Yigal Schleifer, a journalist who consistently provides excellent analysis of Turkish politics and foreign policy from Istanbul, has a thoughtful article over at World Politics Review that breaks down the agreement among Brazil, Turkey, and Iran from Ankara’s perspective.
From his piece:
Turkey and its foreign minister, Ahmet Davutoglu, appear to be taking a longer-term view on the issue, hoping to manage Iran, rather than confront it. The hope is that confidence-building measures might slowly change the Iranian leadership’s mentality. Turkish diplomats speak of changing Iran’s “psychology,” and, indeed, Davutoglu’s comments after the agreement was signed echoed that very clearly. The agreement represents “an important psychological threshold” of trust with Iran, he said after it was signed, adding that it also requires Tehran to make “psychological sacrifices.”

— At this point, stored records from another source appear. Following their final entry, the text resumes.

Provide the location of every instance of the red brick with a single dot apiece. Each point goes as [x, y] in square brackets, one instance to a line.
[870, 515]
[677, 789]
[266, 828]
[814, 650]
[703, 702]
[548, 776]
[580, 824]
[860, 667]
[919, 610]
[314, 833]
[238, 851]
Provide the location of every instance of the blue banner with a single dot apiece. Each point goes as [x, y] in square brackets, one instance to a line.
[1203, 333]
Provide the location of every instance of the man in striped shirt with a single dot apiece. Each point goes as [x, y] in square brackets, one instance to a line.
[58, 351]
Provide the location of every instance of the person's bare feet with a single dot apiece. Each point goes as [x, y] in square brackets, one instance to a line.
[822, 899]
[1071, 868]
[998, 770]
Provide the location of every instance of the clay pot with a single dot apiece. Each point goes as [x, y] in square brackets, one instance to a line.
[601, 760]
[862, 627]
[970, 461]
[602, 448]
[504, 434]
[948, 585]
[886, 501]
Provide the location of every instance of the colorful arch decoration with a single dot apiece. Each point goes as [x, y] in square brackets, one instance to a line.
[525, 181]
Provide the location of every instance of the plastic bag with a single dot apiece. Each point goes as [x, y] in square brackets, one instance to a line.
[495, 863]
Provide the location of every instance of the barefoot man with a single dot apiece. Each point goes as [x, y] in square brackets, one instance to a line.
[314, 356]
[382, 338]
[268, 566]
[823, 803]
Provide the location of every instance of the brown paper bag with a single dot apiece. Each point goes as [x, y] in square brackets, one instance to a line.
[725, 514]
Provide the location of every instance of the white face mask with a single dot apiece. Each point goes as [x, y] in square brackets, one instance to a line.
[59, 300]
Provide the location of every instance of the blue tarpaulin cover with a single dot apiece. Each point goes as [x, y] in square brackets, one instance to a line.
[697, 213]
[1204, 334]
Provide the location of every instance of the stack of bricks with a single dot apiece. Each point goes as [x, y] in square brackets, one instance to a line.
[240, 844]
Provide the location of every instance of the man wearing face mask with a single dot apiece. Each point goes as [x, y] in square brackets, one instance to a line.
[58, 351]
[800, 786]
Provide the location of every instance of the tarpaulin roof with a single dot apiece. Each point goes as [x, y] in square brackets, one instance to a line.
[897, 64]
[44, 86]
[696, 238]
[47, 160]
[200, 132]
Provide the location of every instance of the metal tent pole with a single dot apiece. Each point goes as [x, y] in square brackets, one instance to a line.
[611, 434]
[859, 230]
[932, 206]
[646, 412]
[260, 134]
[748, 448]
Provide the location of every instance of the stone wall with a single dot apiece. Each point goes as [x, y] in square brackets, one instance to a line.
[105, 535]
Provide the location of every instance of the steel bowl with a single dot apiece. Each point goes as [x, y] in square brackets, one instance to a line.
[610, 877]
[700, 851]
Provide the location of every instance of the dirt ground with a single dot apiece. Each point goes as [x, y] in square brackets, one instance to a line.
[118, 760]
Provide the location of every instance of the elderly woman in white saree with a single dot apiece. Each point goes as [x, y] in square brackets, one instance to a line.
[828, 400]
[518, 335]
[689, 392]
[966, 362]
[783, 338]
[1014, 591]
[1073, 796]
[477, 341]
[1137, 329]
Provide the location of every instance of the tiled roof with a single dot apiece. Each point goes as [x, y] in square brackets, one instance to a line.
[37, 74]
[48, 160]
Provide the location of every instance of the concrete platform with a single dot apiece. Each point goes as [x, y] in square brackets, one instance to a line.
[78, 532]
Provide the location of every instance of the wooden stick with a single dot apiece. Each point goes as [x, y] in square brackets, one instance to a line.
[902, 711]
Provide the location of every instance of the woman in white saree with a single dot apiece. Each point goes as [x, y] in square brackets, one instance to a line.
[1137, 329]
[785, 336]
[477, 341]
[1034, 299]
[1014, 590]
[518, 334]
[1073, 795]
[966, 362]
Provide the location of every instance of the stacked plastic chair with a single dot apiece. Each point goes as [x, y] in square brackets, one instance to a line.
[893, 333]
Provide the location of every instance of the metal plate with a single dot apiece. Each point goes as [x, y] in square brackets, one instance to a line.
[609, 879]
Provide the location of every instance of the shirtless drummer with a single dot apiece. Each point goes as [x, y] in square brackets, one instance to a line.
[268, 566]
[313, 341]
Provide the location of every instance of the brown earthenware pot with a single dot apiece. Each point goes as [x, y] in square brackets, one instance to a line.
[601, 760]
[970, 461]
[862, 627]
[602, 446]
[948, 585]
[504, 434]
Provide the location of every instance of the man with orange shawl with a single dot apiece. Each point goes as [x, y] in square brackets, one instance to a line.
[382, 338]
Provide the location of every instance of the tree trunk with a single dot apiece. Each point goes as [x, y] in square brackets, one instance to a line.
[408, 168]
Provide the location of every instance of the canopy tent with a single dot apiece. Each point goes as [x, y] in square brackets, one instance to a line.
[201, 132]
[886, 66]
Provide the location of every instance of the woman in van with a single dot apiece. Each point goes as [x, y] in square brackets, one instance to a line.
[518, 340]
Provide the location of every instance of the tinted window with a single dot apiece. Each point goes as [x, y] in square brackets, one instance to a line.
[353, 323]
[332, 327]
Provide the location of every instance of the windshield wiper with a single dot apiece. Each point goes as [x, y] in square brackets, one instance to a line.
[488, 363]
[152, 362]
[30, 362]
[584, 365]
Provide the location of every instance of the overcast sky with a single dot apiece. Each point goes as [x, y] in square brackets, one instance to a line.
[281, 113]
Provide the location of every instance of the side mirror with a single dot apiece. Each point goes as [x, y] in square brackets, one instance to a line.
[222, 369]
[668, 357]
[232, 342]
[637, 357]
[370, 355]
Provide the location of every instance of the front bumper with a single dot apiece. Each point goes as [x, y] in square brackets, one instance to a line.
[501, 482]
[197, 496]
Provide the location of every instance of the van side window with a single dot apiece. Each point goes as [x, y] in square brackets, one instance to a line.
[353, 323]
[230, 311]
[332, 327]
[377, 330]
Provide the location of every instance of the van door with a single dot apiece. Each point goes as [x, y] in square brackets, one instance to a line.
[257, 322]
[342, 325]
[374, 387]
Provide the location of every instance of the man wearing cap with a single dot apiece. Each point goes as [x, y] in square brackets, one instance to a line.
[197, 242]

Turkey’s approach also appears to be shaped by a view that despite their status as regional rivals and its own worries about a nuclear-armed Iran, working with Tehran is the best way for Ankara to fully develop and realize its economic, political and diplomatic potential in the region. In that sense, the fuel swap deal is part of a wider Turkish effort to engage Iran and to put itself forward as an interlocutor that the Iranian regime can trust.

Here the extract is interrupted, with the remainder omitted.